Armata Pharmaceuticals Inc ARMP announced positive topline results from the completed Phase 1b/2a SWARM-P.a. trial evaluating AP-PA02 for chronic pulmonary Pseudomonas aeruginosa infections in cystic fibrosis patients.
Data indicate that AP-PA02 was well-tolerated with a treatment-emergent adverse event (TEAE) profile similar to a placebo.
Only mild, self-limited adverse events possibly related to the study drug were reported in a few subjects.

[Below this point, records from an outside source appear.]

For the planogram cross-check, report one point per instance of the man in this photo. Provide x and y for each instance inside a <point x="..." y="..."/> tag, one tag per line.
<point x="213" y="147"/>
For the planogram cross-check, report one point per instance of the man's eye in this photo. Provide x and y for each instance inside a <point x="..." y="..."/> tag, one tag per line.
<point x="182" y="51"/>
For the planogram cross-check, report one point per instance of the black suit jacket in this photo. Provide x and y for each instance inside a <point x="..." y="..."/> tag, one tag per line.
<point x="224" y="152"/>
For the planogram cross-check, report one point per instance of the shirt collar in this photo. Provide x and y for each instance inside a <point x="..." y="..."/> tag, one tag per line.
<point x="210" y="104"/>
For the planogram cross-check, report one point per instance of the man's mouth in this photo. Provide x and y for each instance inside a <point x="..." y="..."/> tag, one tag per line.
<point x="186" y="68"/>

PK findings confirm that AP-PA02 can be effectively delivered to the lungs through nebulization with minimal systemic exposure.
Single ascending doses (SAD) and multiple ascending doses (MAD) resulted in a proportional increase in exposure as measured in induced sputum.
Additionally, achieved exposures were relatively consistent from subject to subject.
Trends suggest improvement in bacterial load reduction for subjects treated with AP-PA02 at the end of treatment compared to placebo after ten days of dosing.
Importantly, for subjects with the highest average exposure of susceptible phage, there was the durability of approximately two-log reduction from the end of treatment to the end of the study (day 28 post-dose).
PK/PD analysis indicates significant microbiological impacts in the subjects with the highest exposures.
Armata has dosed the first subject in its Tailwind study of nebulized AP-PA02 in patients with non-cystic fibrosis bronchiectasis.
Price Action: ARMP shares are up 27.60% at $3.19 on the last check Monday.